Sandbox Execution and Guardrails
Agents run in isolated workspaces, preventing accidental impact on production systems during investigation or remediation. Before any action fires, Guardrails nodes perform AI-powered output validation, checking that the proposed action is consistent with the goal, within the defined boundaries, and safe to execute. Think of Guardrails as a second agent reviewing the first agent's homework before it gets submitted.
Comparison Table
Capability | Cortex XSOAR / Splunk SOAR | Tines / Torq | xpander.ai |
|---|---|---|---|
Architecture | Script-following playbooks | No-code script-following workflows | Goal-following agentic AI |
Playbook requirement | Yes, Python-heavy | Yes, visual builder | No playbook needed |
API change resilience | Low, manual remapping | Low-moderate | High, runtime AI field resolution |
Air-gapped deployment | Varies by vendor | Limited | Native, standalone |
Human-in-the-loop | Bolt-on or manual | Partial | Native Wait nodes |
Cross-incident memory | None | None | Cross-run memory |
Domain scope | Security-only | Security-only | Any enterprise system |
Alert coverage model | Static, 30-40% of alerts | Broader but still script-bound | Adaptive, goal-driven |
Who Should Be Reading This
The buyer for agentic SOC infrastructure is not the CISO alone, and it is not the Tier 1 analyst. It is the Security Engineering lead or the Head of SOC Transformation: the person responsible for closing the gap between the SOC's current tooling and its actual operational needs.

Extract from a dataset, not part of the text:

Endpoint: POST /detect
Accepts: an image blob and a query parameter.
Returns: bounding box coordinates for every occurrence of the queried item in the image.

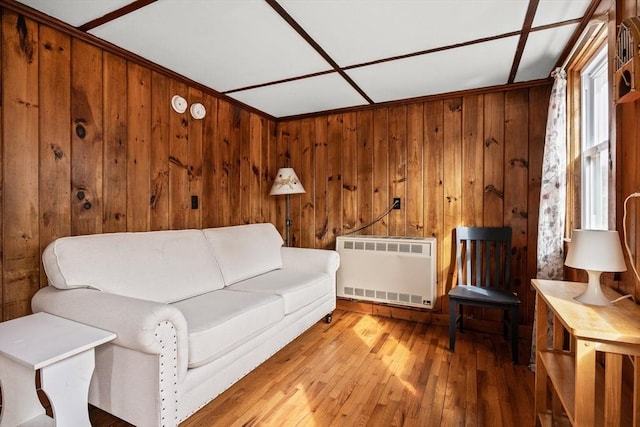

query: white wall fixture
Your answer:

The Stack You Already Have
xpander.ai does not ask you to rip out CrowdStrike, migrate off Splunk, or abandon your ServiceNow investment. It sits between the AI model and the security stack, providing the interface layer that lets agents operate across all of them. If you have spent the last five years building a defensible security architecture, xpander.ai makes that architecture accessible to AI without unwinding it.
The Outcome: Time to Certainty
The metric that matters in the AI-native SOC is time to certainty: how quickly can you determine whether an alert represents a real threat and take the appropriate action? An xpander.ai agent completes an investigation in roughly 2 minutes that would take an analyst 40. It does so without a fragile playbook that breaks when CrowdStrike ships a new API version. And it does so inside your perimeter, with human approval gates on every action that could cause harm.
The SOAR era taught F500 security teams an expensive lesson: automation that creates more maintenance than it eliminates is not automation. It is overhead with a dashboard. The agentic SOC replaces that overhead with AI that reasons, adapts, and operates within the governance boundaries your organization requires. xpander.ai is the infrastructure layer that makes that transition possible without starting over.